Now & Then: Off-campus living
Marissa Frobes | Wednesday, September 15, 2010
Upon facing the demand to sign my Irish Row lease for next year, I began to think about what prompted students to move off campus in earlier years. Personally (and I think several of my peers agree), I am simply looking for a change of pace, a little more space and some independence.
Same story, different year. While a majority of students at Notre Dame live on campus, many upperclassmen make the move to apartments or houses for their last years in South Bend.
For some, the transition is financially beneficial. According to the Office of Financial Aid, room and board for undergraduate students sits at around $10,870 for the 2010-11 academic year.
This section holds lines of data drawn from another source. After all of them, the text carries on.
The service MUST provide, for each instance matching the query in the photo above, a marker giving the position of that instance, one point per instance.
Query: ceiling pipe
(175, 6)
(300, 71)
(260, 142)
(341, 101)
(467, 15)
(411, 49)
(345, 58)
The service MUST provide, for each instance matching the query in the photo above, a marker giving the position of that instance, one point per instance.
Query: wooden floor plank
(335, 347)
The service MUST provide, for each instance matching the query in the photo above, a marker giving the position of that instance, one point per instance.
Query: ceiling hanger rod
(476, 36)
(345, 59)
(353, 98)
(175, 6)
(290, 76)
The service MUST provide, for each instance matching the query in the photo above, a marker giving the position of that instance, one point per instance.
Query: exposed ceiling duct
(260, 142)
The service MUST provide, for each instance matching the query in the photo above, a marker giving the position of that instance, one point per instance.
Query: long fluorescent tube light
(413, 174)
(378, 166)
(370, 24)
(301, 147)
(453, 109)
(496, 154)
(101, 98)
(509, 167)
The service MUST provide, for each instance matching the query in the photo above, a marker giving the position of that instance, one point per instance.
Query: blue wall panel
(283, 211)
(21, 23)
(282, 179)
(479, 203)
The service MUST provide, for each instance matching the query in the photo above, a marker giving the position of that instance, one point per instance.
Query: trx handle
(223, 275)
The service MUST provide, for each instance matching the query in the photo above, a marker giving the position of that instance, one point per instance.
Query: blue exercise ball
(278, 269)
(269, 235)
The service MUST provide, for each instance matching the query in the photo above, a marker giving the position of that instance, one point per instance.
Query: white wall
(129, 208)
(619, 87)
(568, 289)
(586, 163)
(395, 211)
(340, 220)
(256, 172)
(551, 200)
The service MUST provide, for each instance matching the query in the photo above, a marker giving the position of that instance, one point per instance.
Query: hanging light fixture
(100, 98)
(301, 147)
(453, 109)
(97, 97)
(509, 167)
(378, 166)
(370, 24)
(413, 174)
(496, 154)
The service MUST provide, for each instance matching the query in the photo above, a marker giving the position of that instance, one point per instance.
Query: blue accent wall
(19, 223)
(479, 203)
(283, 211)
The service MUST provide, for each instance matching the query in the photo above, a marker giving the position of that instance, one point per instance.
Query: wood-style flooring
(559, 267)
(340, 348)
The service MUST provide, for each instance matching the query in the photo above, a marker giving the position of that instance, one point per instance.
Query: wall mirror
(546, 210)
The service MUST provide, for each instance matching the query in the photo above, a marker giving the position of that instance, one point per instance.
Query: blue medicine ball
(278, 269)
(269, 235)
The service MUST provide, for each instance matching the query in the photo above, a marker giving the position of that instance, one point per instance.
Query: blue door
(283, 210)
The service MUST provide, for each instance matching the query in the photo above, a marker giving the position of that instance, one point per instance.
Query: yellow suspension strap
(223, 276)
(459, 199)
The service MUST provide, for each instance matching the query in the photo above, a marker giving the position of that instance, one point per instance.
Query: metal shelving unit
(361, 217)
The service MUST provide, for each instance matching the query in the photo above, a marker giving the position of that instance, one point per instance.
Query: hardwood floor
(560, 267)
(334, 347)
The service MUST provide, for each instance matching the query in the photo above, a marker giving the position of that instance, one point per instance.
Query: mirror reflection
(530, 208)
Throw eight boys in a house on Notre Dame Ave. who are willing to live off Ramen and Easy Mac for months at a time — which constitutes a substantial cut in their cost of living.
For Domers in the 1980s, scrimping was feasible thanks to Hamburger Helper and mastering the technique of “Krogering,” according to “The Dome” of 1985. Apart from the choice of processed food and the name of the supermarket, 1985 sounds pretty similar to 2010.
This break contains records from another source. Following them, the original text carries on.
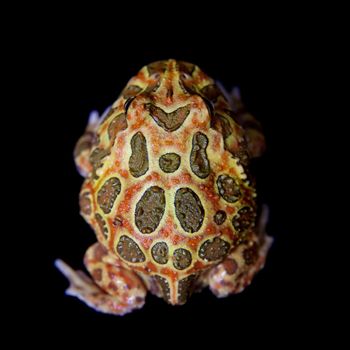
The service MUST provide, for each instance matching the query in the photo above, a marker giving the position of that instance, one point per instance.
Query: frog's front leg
(113, 289)
(252, 128)
(85, 143)
(238, 269)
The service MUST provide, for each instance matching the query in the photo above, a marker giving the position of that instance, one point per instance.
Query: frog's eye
(185, 76)
(127, 103)
(155, 76)
(209, 105)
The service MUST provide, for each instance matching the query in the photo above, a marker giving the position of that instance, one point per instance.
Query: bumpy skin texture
(168, 192)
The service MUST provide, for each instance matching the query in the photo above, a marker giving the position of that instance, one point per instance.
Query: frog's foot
(253, 130)
(83, 147)
(113, 289)
(238, 269)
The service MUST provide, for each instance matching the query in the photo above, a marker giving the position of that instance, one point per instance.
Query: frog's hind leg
(238, 269)
(112, 289)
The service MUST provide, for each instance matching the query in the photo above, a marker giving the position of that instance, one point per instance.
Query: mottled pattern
(211, 92)
(250, 255)
(150, 209)
(164, 286)
(189, 210)
(220, 217)
(160, 253)
(129, 250)
(169, 162)
(102, 225)
(185, 288)
(131, 91)
(214, 249)
(138, 162)
(169, 121)
(117, 124)
(168, 192)
(244, 219)
(198, 159)
(108, 193)
(182, 259)
(85, 203)
(228, 188)
(96, 159)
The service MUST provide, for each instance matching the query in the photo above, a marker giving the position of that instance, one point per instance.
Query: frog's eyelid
(127, 103)
(223, 90)
(93, 117)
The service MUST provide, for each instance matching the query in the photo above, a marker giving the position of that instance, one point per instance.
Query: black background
(83, 71)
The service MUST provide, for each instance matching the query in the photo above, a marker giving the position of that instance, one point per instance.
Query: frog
(169, 193)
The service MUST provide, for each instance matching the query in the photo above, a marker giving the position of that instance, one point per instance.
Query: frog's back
(168, 182)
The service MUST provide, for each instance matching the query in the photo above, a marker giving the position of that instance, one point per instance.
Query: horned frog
(168, 193)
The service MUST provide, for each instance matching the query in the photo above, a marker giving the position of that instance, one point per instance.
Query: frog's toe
(122, 301)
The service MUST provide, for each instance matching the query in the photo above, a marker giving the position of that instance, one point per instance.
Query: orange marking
(230, 210)
(210, 229)
(170, 273)
(151, 267)
(124, 173)
(194, 242)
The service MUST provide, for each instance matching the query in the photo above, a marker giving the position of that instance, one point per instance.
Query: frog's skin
(168, 193)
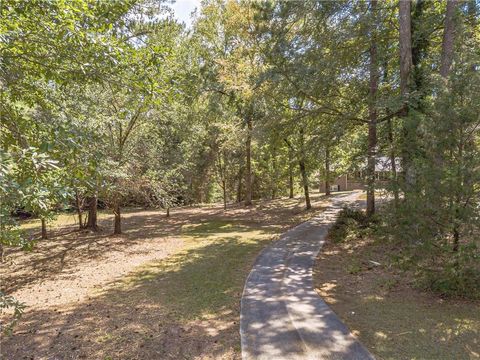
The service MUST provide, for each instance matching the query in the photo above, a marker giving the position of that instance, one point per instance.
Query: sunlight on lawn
(207, 275)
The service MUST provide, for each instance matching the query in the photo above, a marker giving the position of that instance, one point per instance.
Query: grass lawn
(384, 310)
(165, 289)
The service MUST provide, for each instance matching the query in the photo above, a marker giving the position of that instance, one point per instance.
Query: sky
(183, 9)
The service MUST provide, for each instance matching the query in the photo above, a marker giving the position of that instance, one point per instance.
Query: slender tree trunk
(405, 30)
(405, 49)
(327, 170)
(372, 123)
(224, 188)
(79, 210)
(275, 174)
(303, 171)
(239, 185)
(44, 229)
(290, 173)
(117, 228)
(92, 213)
(393, 164)
(448, 38)
(248, 174)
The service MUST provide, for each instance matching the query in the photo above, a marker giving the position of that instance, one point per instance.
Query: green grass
(62, 219)
(207, 276)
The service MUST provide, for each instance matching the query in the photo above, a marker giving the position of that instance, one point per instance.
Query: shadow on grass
(391, 318)
(184, 306)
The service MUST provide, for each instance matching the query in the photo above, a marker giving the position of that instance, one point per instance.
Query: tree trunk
(92, 213)
(44, 229)
(448, 38)
(405, 48)
(224, 188)
(79, 210)
(393, 164)
(275, 174)
(405, 30)
(327, 170)
(372, 122)
(239, 185)
(290, 173)
(117, 228)
(303, 171)
(248, 174)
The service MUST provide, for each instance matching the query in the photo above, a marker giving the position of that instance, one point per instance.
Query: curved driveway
(282, 317)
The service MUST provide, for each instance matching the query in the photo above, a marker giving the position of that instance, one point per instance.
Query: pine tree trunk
(372, 123)
(117, 225)
(448, 38)
(327, 170)
(92, 213)
(393, 164)
(44, 229)
(303, 171)
(248, 174)
(79, 210)
(405, 30)
(239, 185)
(224, 187)
(290, 173)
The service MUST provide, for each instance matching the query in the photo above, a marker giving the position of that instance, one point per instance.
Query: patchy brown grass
(168, 288)
(384, 310)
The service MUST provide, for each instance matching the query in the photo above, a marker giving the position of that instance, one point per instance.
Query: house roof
(383, 163)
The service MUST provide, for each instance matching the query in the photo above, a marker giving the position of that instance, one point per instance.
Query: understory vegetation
(447, 273)
(383, 290)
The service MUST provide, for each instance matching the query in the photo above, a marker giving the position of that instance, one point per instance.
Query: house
(356, 180)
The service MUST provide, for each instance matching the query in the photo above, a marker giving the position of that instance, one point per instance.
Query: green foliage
(350, 225)
(453, 274)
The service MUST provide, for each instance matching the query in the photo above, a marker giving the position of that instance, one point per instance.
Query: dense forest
(110, 104)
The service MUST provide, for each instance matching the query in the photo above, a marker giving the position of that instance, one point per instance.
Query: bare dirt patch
(169, 288)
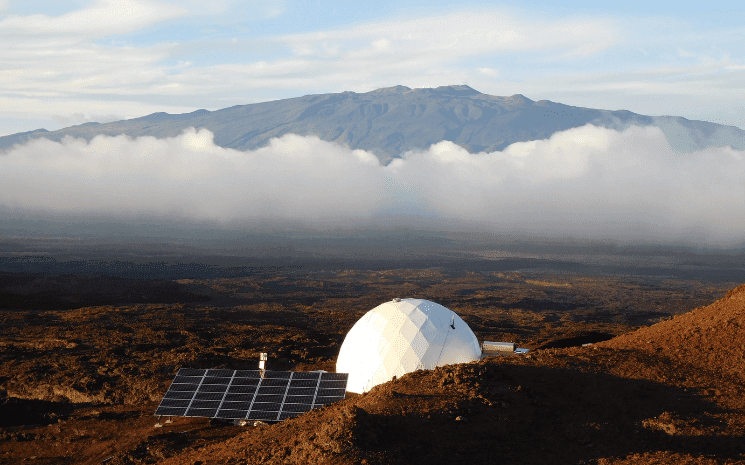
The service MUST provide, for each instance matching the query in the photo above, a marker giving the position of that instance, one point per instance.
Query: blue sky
(65, 63)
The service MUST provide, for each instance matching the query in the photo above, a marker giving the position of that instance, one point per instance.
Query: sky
(65, 63)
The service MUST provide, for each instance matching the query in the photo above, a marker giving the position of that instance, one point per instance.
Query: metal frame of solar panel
(246, 395)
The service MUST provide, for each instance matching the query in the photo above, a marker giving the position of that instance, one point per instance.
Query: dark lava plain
(91, 334)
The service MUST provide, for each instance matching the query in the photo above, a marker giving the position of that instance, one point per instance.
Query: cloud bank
(586, 182)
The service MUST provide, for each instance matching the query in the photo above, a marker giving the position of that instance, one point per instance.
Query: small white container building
(401, 336)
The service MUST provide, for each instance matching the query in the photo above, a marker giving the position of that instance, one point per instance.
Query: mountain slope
(393, 120)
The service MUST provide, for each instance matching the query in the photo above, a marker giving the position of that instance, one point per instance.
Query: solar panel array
(246, 395)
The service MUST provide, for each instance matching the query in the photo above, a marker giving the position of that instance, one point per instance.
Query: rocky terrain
(662, 380)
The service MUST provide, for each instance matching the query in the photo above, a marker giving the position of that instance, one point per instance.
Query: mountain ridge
(393, 120)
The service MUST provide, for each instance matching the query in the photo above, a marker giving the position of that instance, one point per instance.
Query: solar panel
(245, 395)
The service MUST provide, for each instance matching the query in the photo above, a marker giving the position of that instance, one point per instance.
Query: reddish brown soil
(80, 386)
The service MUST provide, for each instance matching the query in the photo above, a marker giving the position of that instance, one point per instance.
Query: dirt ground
(623, 369)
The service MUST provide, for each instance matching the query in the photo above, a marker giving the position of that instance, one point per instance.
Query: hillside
(393, 120)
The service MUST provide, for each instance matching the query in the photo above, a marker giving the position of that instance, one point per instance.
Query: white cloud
(587, 182)
(103, 18)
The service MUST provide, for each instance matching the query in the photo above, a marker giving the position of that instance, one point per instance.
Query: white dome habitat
(402, 336)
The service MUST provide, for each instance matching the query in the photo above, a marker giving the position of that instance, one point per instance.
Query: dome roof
(402, 336)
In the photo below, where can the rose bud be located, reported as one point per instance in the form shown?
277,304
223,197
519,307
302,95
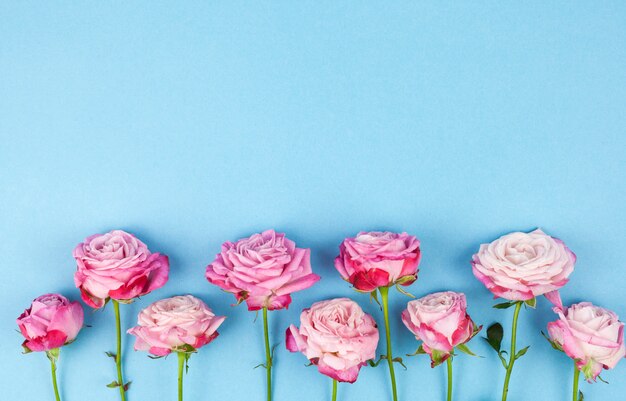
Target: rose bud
592,336
441,322
262,270
520,266
179,324
50,322
378,259
337,336
119,266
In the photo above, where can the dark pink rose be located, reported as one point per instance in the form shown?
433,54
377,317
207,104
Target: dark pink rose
441,322
591,335
378,259
51,322
337,336
117,265
179,324
263,270
520,266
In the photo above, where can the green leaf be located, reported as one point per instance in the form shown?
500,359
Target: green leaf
531,303
504,305
495,333
521,352
465,349
419,351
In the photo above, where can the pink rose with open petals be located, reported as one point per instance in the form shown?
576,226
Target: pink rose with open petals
337,336
378,259
441,322
51,322
179,324
520,266
117,265
263,270
591,335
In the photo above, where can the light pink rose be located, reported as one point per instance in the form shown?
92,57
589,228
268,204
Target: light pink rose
263,270
441,322
378,259
591,335
180,324
337,336
51,322
117,265
520,266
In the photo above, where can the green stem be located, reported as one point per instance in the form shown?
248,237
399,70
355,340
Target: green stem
509,369
118,355
449,363
384,293
181,365
576,377
268,356
53,366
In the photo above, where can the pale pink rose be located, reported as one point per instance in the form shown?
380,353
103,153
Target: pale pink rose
520,266
180,324
51,322
263,270
117,265
441,322
591,335
337,336
378,259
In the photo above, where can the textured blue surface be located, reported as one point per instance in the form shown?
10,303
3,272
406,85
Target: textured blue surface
190,124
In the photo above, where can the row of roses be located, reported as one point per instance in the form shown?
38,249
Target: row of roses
335,335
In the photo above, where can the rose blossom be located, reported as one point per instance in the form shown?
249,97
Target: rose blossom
441,322
337,336
263,270
520,266
378,259
117,265
51,322
591,335
175,324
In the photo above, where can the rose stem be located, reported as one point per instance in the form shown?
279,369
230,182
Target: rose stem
118,355
509,369
53,367
384,293
268,356
449,363
181,364
576,376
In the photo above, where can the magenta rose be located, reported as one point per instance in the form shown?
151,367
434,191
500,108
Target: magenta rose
378,259
51,322
263,270
520,266
337,336
119,266
179,324
591,335
441,322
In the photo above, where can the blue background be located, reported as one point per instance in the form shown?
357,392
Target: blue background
190,123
In 1985, many students chose off campus living for “the benefit … of not having to be completely subservient to the stack of parietal rules and alcohol regulations” (“The Dome,” 1985), despite the fact that “du Lac” technically still applied to every member of the student body. Several students today can attest to the fact that this was their motivating factor for moving off, too. Or for the unfortunate ones, the quote represents their reason for losing dorm privileges.
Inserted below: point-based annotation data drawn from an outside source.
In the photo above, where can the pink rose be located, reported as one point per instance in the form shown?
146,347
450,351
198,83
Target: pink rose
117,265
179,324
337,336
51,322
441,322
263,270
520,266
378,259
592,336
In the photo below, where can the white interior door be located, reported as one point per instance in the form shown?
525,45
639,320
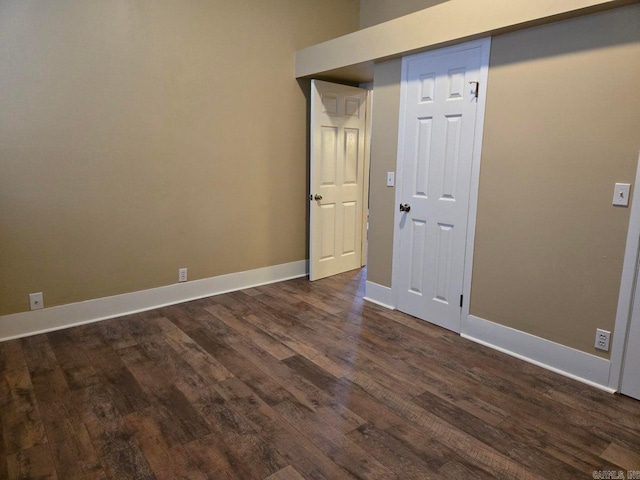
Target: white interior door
338,120
436,146
630,384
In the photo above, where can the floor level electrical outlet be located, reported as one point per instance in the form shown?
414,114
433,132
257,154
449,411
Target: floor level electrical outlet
182,274
36,301
602,339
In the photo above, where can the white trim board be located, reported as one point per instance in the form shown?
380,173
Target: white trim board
379,294
558,358
627,288
55,318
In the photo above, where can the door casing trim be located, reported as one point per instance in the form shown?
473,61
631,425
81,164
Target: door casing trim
627,290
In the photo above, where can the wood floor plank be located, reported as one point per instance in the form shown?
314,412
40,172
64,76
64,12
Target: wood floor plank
119,453
298,450
22,426
32,463
287,473
11,355
622,457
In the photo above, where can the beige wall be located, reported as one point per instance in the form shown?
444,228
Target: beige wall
561,128
373,12
384,151
138,138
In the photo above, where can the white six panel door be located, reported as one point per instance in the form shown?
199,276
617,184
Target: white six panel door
338,116
436,148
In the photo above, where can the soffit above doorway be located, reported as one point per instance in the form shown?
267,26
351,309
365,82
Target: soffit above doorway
352,57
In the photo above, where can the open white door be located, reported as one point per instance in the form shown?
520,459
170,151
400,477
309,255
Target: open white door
338,121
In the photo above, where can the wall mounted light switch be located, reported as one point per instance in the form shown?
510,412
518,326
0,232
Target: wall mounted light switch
391,179
621,194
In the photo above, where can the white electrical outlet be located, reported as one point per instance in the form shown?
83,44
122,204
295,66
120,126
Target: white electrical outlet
182,275
36,302
391,179
602,339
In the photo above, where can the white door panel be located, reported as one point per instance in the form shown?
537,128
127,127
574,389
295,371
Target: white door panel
436,156
338,116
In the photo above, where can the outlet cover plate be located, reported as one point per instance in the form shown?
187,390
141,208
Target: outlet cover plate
36,301
182,275
603,338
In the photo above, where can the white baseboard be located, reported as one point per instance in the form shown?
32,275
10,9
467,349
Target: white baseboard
55,318
379,294
581,366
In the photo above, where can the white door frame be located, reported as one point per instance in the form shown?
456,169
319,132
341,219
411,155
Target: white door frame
485,45
627,290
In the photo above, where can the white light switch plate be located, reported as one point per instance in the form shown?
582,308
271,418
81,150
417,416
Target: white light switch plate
621,194
391,179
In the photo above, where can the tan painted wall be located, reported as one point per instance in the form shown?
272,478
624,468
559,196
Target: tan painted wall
137,138
384,151
373,12
561,128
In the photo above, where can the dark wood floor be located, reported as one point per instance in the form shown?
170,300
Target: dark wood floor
295,380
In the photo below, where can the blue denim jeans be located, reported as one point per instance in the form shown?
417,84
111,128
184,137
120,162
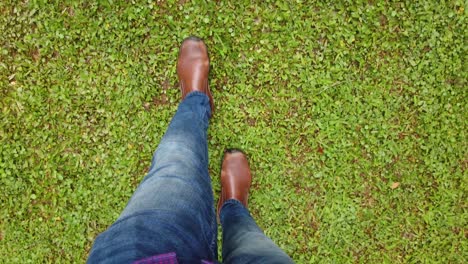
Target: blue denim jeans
172,209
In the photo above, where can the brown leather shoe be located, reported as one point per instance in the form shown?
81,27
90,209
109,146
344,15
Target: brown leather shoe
235,178
193,67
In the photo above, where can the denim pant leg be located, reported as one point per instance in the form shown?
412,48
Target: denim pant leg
172,209
244,241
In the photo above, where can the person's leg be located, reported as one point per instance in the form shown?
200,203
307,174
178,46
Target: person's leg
172,208
243,240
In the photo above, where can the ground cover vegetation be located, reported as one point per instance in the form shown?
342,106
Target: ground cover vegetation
353,114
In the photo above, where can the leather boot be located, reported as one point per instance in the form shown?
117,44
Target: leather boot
193,66
235,178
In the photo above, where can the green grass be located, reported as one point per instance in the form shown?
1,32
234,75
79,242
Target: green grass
334,103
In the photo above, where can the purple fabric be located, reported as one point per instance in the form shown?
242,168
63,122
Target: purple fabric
168,258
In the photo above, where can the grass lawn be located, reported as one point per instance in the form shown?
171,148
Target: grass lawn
354,115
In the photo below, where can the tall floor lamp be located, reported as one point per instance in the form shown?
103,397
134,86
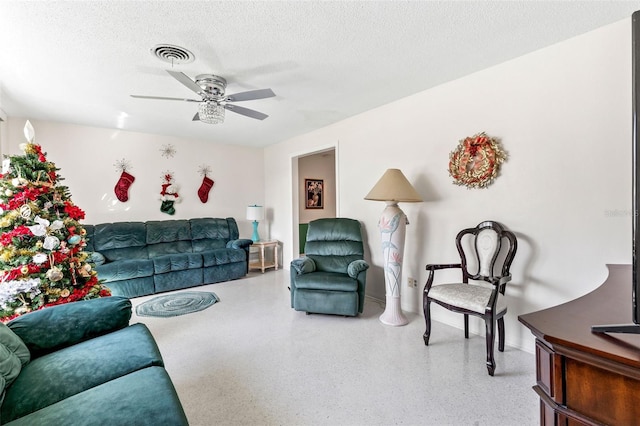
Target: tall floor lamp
393,187
255,213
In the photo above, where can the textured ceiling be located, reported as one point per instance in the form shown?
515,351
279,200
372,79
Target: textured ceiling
78,61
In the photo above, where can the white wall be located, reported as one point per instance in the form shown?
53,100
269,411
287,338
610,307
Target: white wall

Today and in the 1980s, still other students have completely random reasons for moving off campus.
John Marske of the Class of 1985 moved off campus to fulfill his fantasy of owning a waterbed.
Maybe they have a flair for interior decoration, and minuscule dorm rooms are not fulfilling their Pottery Barn dreams:
It looks like Jim Canty, Jerry Judd and Jack Seiler of “The Estate” on “ND Ave” in 1985 counted this mounted deer head on their wall as their additional roommate. A few weeks ago, I encountered a blow-up deer protruding from a wall in a Lafayette apartment that male inhabitants similarly adored. It was quite the modern spin on decorating with animal paraphernalia.
Terry Saliga of 1985 moved to Turtle Creek so she could install a “bar-like structure” in her living room.
Irish Row advertises tanning beds as part of their appeal as an off-campus option. That might be a deal breaker for some.
Whatever the reason, for some moving off campus is as desirable a thought today as it was in the 1980s. And with brand new apartments and houses popping up every year in South Bend, you can live in luxury before you even graduate from college.
The views expressed in this column are those of the author and not necessarily those of The Observer.